Is this just something rioxarray currently does not support?
#558 should address this: https://github.com/corteva/rioxarray/issues/550#issuecomment-1187572731
I think using
.load()
would go against what we generally try to do in Satpy which is to delay loading data until it is actually being computed.
From what I can tell, calling .load()
is equivalent to the initial code snippet above:
with open(filename, "rb") as of:
data = of.read()
Since the data is lazily loaded by rioxarray.open_rasterio
, calling .load()
is the only way to load in the data before closing the file handle in the current state of the code.
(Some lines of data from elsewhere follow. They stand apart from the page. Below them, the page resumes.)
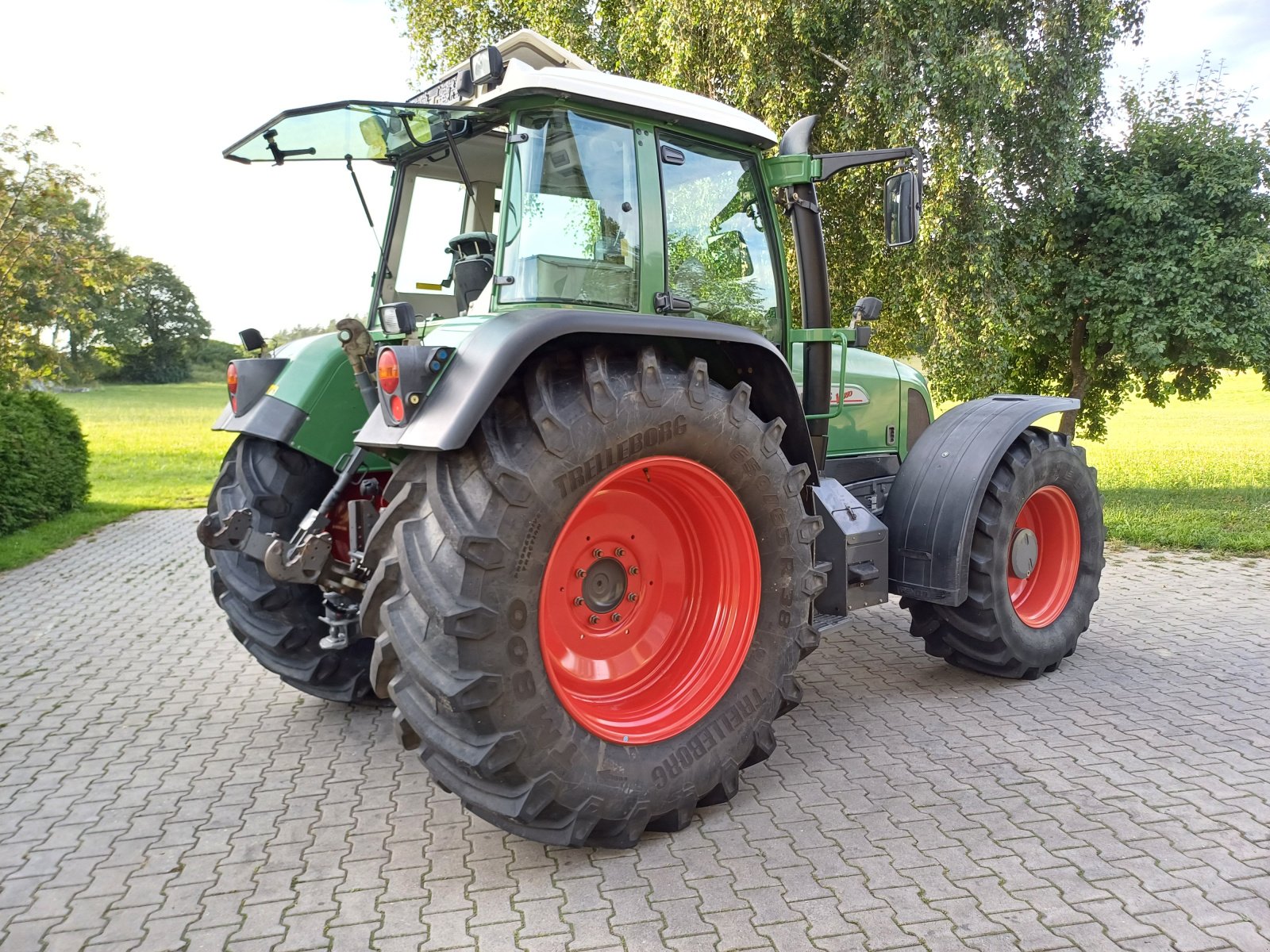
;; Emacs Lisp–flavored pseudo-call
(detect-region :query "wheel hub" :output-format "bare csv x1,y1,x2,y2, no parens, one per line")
582,556,626,612
1010,529,1039,579
1006,485,1081,628
538,455,764,744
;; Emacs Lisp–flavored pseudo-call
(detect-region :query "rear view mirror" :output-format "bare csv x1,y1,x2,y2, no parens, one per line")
883,171,921,248
706,231,754,281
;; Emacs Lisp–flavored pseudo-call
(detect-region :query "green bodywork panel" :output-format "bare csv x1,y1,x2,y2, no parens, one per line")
792,344,935,459
217,332,390,470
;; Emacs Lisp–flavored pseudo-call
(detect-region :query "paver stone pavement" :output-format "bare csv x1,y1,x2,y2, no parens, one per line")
0,510,1270,952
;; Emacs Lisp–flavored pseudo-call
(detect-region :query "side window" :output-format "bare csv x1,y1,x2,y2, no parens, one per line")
499,109,639,309
659,133,783,341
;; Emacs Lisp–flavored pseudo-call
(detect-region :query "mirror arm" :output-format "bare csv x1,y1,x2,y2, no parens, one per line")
813,146,922,182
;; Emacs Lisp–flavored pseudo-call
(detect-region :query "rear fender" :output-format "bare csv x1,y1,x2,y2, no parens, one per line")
883,393,1081,605
357,309,817,482
212,334,389,470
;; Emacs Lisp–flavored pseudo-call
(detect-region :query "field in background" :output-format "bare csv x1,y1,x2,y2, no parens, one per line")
1088,374,1270,552
0,382,233,570
0,374,1270,570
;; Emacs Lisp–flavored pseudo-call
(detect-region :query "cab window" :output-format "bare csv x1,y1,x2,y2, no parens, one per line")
659,133,783,341
499,109,640,309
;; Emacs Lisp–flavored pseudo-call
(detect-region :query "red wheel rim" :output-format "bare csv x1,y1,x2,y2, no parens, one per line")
538,455,762,744
1006,486,1081,628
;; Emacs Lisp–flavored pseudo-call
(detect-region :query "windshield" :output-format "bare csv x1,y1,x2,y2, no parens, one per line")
224,102,478,165
499,109,640,309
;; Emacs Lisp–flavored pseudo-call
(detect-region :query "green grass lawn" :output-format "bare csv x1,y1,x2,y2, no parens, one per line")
0,382,233,570
0,374,1270,570
1088,374,1270,552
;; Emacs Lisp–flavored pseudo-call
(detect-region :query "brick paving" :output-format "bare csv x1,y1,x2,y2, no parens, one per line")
0,512,1270,952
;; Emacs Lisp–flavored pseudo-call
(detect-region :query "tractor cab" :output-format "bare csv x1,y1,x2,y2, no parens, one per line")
224,30,802,344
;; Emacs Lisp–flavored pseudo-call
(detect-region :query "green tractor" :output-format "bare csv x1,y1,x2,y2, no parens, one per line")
199,30,1103,846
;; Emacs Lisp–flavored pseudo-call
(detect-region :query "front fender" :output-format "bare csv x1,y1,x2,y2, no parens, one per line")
357,309,817,482
883,393,1081,605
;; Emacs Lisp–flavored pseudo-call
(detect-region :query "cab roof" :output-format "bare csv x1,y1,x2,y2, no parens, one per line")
410,29,777,148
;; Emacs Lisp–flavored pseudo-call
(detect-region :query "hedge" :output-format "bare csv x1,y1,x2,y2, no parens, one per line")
0,391,87,536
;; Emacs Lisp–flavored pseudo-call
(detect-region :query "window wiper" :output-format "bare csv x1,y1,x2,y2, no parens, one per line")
441,116,476,202
344,152,383,251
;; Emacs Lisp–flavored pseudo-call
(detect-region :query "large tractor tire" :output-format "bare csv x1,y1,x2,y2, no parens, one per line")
362,349,826,846
900,427,1105,679
207,436,373,702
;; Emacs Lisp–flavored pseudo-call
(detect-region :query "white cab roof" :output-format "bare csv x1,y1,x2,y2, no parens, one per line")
416,29,777,148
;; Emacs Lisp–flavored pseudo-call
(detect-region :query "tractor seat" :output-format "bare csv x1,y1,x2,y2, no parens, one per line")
446,231,498,313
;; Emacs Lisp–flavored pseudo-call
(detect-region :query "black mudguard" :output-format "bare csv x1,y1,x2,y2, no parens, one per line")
883,393,1081,605
357,309,817,482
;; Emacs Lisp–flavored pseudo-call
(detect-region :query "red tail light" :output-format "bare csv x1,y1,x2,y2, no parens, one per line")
225,363,237,413
375,347,402,396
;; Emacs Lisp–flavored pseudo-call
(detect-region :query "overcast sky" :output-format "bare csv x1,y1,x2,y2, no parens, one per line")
0,0,1270,340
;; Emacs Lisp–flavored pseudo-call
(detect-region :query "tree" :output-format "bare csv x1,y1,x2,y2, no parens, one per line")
97,258,212,383
1005,65,1270,438
0,129,129,387
395,0,1141,383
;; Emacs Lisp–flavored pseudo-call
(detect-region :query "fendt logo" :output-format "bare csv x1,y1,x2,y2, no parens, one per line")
829,383,868,406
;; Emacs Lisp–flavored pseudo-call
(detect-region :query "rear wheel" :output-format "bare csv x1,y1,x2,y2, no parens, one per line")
362,351,824,846
207,436,373,702
902,427,1105,678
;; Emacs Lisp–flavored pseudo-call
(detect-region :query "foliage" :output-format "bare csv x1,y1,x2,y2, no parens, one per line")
1003,67,1270,438
95,258,212,383
0,129,131,387
189,338,244,370
268,322,337,347
394,0,1141,370
0,391,87,535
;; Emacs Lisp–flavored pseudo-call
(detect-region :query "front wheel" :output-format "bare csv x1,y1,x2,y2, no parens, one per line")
900,427,1105,679
207,436,373,703
362,349,824,846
Ideas to improve this behavior are definitely welcome. It may be worth looking into how xarray handles this scenario as they may have found a solution for this.
I think using
.load()
would go against what we generally try to do in Satpy which is to delay loading data until it is actually being computed.From what I can tell, calling
.load()
is equivalent to the initial code snippet above:with open(filename, "rb") as of: data = of.read()
Yes, it is, however, the of.read()
was just a means to get data into the MemoryFile
to illustrate the problem.
In the real case, we want to keep things lazy as much as possible. I believe with your example here: https://github.com/corteva/rioxarray/issues/550#issuecomment-1187446210 and the fix in #550 I'm good.
Ideas to improve this behavior are definitely welcome. It may be worth looking into how xarray handles this scenario as they may have found a solution for this.
Yes, I think they do, but I don't remember how.
I think this is resolved. If something is missing still, please comment.